About the Issuer
CCV began operations in 1984, was listed on the ASX in
1997 (ASX:CCV) and at the time of Issue had a market cap
of ~$530m. CCV is a specialty retailer and micro-financier
with a retail network of 717 stores in over 20 countries. CCV
has a diverse revenue base comprised from a broad range
of service offerings.
The issuer need
Cash converters had experienced significant growth in the
years leading up to the bond issue; with almost $80m of
debt from a single lender, the management team were
seeking a debt solution to diversify the company’s funding
sources and reduce refinance risk.
The FIIG solution
By issuing a senior unsecured $60m bond into the capital
markets, CCV was able to diversify its funding sources and
lengthen its debt maturity profile. The bond issue allowed
for their banking facilities to remain, providing greater
flexibility to expand its business through growing its loan
book and further acquisitions.
According to Chief Financial Officer, Ralph Groom,
management were surprised by how fast and efficient the
process was compared to their previous loan applications.

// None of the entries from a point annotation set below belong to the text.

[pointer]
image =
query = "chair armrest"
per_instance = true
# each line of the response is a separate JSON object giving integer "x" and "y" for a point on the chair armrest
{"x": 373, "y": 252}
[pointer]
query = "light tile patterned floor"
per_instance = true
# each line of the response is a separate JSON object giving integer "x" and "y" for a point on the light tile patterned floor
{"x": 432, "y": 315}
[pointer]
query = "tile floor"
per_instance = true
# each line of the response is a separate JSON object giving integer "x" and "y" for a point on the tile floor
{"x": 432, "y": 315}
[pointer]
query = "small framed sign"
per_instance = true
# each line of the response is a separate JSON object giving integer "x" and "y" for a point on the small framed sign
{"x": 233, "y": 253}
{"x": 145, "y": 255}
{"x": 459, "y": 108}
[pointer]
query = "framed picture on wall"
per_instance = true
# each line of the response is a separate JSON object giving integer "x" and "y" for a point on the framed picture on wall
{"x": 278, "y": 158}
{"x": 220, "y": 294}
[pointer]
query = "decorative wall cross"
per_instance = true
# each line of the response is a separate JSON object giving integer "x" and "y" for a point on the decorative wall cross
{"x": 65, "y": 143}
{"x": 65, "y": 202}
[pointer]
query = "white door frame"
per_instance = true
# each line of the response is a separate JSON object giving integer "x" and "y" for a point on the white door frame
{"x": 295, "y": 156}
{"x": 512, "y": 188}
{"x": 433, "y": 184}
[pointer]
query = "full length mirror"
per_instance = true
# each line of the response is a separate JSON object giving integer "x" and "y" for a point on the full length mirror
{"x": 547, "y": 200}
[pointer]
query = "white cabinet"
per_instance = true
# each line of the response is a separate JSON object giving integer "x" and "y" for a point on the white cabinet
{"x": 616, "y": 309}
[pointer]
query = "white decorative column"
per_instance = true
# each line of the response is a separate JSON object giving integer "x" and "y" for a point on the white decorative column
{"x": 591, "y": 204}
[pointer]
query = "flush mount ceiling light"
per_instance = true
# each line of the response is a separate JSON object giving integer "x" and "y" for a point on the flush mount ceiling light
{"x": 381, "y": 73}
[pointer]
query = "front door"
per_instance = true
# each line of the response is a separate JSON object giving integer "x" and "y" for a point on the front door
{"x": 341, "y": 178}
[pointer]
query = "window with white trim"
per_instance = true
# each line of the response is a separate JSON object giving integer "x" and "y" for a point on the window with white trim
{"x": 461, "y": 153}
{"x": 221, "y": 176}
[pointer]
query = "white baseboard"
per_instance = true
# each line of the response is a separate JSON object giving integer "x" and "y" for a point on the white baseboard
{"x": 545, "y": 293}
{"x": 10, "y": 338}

“With FIIG the whole raising only took two months from
start to finish, so it was a new experience for us to have a
relatively straightforward process that went quite
smoothly and without a hiccup,” Mr Groom said. “One of
the benefits for us has been having a straightforward
document that is easy to follow and understand from our
view as well as from the bondholders’ point of view. It is
also easy and painless to administer”.